Le tout jeune Conseil suisse des aînés, organisation faîtière regroupant depuis novembre dernier deux associations de défense des personnes âgées jusque-là plutôt en concurrence, n'aurait pu rêver meilleure occasion pour se présenter à un large public. Madiswil, 2000 habitants, la lui a servie sur un plateau en mai dernier, en introduisant une limite d'âge générale de 70 ans pour l'exercice d'un mandat politique à l'exécutif et dans les commissions de la commune.

Depuis, le nom du village bernois du sud de Langenthal a fait le tour des médias. Et le Conseil des aînés est décidé à faire du «cas Madiswil» son cheval de bataille. Il vient de faire recours auprès du Conseil d'Etat bernois contre la décision de l'Office bernois des affaires communales de donner son aval au règlement de la petite commune.

L'autorité cantonale de surveillance a en effet estimé que la limite d'âge n'était pas en contradiction avec les droits fondamentaux, même si elle touche au droit d'éligibilité ainsi qu'à l'interdiction de toute discrimination. Elle reste toutefois acceptable. Comme des limites d'âge sont déjà pratiquées dans le canton de Berne, pour des employés ainsi que pour des membres d'autorités et de commissions, l'Office des affaires communales, «soucieux de préserver l'autonomie communale», n'a vu aucune raison de refuser son approbation.

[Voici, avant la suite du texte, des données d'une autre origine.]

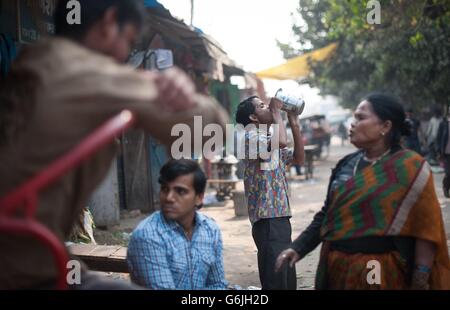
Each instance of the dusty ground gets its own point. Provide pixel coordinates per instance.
(239, 250)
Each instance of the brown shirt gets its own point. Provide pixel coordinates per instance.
(76, 91)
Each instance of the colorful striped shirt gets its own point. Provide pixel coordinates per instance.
(266, 187)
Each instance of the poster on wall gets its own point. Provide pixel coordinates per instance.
(36, 19)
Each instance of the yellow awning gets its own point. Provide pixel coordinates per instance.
(297, 67)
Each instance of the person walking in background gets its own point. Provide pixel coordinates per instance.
(443, 140)
(412, 141)
(431, 136)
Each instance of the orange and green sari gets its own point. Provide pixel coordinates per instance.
(393, 197)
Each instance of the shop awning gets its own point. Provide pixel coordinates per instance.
(298, 67)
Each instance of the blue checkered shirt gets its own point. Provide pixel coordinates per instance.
(161, 257)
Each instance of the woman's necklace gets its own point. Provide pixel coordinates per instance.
(371, 161)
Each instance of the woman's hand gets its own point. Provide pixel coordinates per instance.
(287, 256)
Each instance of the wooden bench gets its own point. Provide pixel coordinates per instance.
(106, 258)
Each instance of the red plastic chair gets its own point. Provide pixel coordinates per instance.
(25, 197)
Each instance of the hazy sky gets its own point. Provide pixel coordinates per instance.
(246, 29)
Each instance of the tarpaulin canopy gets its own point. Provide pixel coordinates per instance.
(298, 67)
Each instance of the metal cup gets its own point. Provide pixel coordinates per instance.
(291, 104)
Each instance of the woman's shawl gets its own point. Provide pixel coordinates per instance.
(393, 197)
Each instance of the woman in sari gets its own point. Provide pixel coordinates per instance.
(381, 225)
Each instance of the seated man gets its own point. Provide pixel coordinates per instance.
(178, 247)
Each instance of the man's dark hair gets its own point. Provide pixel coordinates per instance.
(92, 11)
(244, 110)
(175, 168)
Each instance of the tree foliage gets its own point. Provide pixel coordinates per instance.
(407, 54)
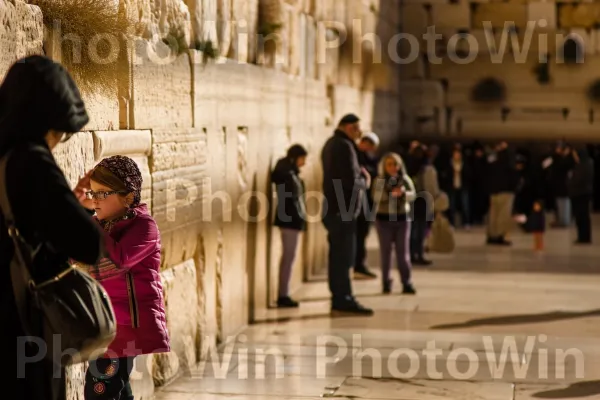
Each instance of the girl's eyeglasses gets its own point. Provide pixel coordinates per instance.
(66, 137)
(100, 195)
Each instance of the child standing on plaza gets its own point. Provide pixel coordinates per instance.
(129, 274)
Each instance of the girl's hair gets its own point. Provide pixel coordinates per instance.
(296, 151)
(104, 177)
(396, 157)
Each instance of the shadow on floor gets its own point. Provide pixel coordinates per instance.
(521, 319)
(576, 390)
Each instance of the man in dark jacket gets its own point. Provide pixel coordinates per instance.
(581, 189)
(367, 159)
(344, 185)
(291, 216)
(562, 162)
(502, 184)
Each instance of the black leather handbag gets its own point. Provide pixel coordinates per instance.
(71, 313)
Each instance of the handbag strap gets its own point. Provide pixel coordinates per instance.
(22, 249)
(19, 271)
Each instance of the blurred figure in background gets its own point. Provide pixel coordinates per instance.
(367, 158)
(456, 181)
(393, 193)
(479, 189)
(581, 189)
(502, 185)
(344, 184)
(558, 177)
(427, 186)
(291, 215)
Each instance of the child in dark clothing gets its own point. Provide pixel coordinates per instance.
(536, 224)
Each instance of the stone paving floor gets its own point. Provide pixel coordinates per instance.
(487, 323)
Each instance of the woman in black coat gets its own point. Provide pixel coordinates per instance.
(291, 215)
(39, 106)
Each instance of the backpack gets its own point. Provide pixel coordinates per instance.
(442, 235)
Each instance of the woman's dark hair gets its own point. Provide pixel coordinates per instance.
(297, 151)
(38, 95)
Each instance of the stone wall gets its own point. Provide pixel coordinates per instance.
(206, 133)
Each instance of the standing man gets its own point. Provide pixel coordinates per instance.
(502, 183)
(368, 160)
(344, 186)
(581, 190)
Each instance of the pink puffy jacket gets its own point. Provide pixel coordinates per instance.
(133, 283)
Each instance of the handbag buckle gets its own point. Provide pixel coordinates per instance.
(13, 232)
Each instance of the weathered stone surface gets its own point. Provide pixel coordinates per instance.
(108, 144)
(76, 157)
(142, 383)
(179, 168)
(499, 14)
(103, 111)
(181, 301)
(21, 32)
(451, 15)
(168, 104)
(161, 19)
(75, 381)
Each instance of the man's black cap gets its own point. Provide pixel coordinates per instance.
(349, 119)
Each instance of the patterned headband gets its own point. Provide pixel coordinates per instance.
(128, 172)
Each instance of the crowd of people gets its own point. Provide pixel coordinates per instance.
(402, 194)
(104, 228)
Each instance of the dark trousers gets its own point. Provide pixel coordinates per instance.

Pour l'ancienne conseillère nationale Angeline Fankhauser, coprésidente du Conseil des aînés, la décision de Madiswil pourrait marquer le départ d'un mouvement d'exclusion. «Plus de 770 000 personnes ont plus de 70 ans en Suisse. La société doit-elle renoncer à ces ressources juste parce qu'elle craint que quelqu'un ne puisse pas remplir complètement les attentes?», se demandait-elle dans la dernière NZZ am Sonntag.

Madiswil n'est pas un cas unique, des limitations existant dans d'autres communes bernoises. Au niveau cantonal, Berne a fixé à 65 ans la limite d'âge pour être élu au Conseil d'Etat. C'est aussi le cas pour les exécutifs de Glaris et d'Appenzell Rhodes-Extérieures. Glaris est le seul canton qui va même jusqu'à étendre cette «guillotine» à ses représentants au Conseil des Etats à Berne. C'était à l'époque le seul moyen qu'avait trouvé le canton pour «déboulonner» son fameux conseiller aux Etats Peter Hefti, qui siégeait depuis 20 ans!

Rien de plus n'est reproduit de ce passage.